Yes, this is all comparable to what happened with Jim Harbaugh last season — the whispers, the weird contractual dance, the 49ers squeezing and leaking so that Harbaugh and Kaepernick finally just wanted to get the hell out.
By the way, no doubt, Kaepernick played terribly this season. That should be made clear. But he had a terrible offensive line, he had been separated from Harbaugh and Greg Roman, and his quarterbacks coach was a talk-show host last year.
- Why would Kaepernick agree to this timing? I think part of it is that he finally understands how bad that deal really was and that it’s probably better for the 49ers to cut him and get rid of that contract once and for all.It’s one of the worst QB deals I’ve ever seen — team-friendly because it included a small signing bonus but those large (non-guaranteed) salaries still have to be accounted for, and that’s why the 49ers started whispering about Kaepernick months ago.They can make the money go away if he’s not worth it. He’s not worth it.
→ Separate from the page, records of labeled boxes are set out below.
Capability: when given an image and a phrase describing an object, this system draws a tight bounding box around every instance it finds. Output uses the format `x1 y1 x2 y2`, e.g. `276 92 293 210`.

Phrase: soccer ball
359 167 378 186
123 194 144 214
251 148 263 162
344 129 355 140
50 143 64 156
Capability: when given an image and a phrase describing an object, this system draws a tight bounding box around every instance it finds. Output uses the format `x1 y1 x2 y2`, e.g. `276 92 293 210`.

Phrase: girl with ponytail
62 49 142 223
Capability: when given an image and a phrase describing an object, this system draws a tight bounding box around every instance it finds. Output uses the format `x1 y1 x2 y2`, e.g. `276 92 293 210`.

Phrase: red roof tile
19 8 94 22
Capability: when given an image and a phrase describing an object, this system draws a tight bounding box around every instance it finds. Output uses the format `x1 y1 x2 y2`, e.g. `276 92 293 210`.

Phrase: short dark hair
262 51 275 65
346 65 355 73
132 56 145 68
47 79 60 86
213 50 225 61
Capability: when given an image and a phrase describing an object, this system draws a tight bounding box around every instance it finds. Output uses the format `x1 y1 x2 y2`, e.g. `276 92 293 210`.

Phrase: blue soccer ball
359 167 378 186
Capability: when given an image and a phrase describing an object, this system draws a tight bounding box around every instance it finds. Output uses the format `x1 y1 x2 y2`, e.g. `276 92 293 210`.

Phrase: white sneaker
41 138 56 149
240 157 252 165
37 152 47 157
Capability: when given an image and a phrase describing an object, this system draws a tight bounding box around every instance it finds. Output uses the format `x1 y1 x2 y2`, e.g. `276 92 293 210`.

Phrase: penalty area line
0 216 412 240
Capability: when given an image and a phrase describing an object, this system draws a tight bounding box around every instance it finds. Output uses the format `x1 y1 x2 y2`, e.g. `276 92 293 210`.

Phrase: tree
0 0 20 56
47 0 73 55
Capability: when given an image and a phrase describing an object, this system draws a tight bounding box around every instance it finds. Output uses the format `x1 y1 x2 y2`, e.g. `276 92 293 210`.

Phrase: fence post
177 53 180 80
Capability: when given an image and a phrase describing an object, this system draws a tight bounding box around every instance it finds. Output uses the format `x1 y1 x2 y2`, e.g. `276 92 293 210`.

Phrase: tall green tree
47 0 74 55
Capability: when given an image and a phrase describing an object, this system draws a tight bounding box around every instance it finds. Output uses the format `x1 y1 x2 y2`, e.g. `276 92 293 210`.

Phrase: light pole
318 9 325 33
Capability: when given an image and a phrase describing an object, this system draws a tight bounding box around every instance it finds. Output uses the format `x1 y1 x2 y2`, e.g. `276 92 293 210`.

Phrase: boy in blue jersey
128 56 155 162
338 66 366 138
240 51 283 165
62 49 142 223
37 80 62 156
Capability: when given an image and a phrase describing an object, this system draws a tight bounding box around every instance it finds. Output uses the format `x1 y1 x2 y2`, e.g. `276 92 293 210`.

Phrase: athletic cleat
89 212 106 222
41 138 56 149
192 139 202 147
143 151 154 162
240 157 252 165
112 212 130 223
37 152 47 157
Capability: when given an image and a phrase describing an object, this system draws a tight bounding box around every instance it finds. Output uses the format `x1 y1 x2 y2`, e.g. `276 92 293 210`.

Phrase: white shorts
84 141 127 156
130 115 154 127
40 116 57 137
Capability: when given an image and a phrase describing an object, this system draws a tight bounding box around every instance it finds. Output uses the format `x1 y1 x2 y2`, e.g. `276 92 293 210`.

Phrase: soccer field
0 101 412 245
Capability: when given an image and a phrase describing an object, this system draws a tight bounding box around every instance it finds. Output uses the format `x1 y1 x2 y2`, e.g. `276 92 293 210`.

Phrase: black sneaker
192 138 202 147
They’ve partially destroyed him this season in order to make themselves look good … because the Yorks have been eyeing that money for a while now.Kaepernick gave them control over the situation because he signed that deal — I kept saying I didn’t understand it; I kept saying the ONLY beneficiary was the Yorks’ pocketbooks (no big bonus). That was it.
Now, once Kaepernick is an ex-49er this spring, the deal will be erased, he’ll be gone, and the 49ers can go with Blaine Gabbert and whoever else at QB.
It was inevitable. And inevitably messy.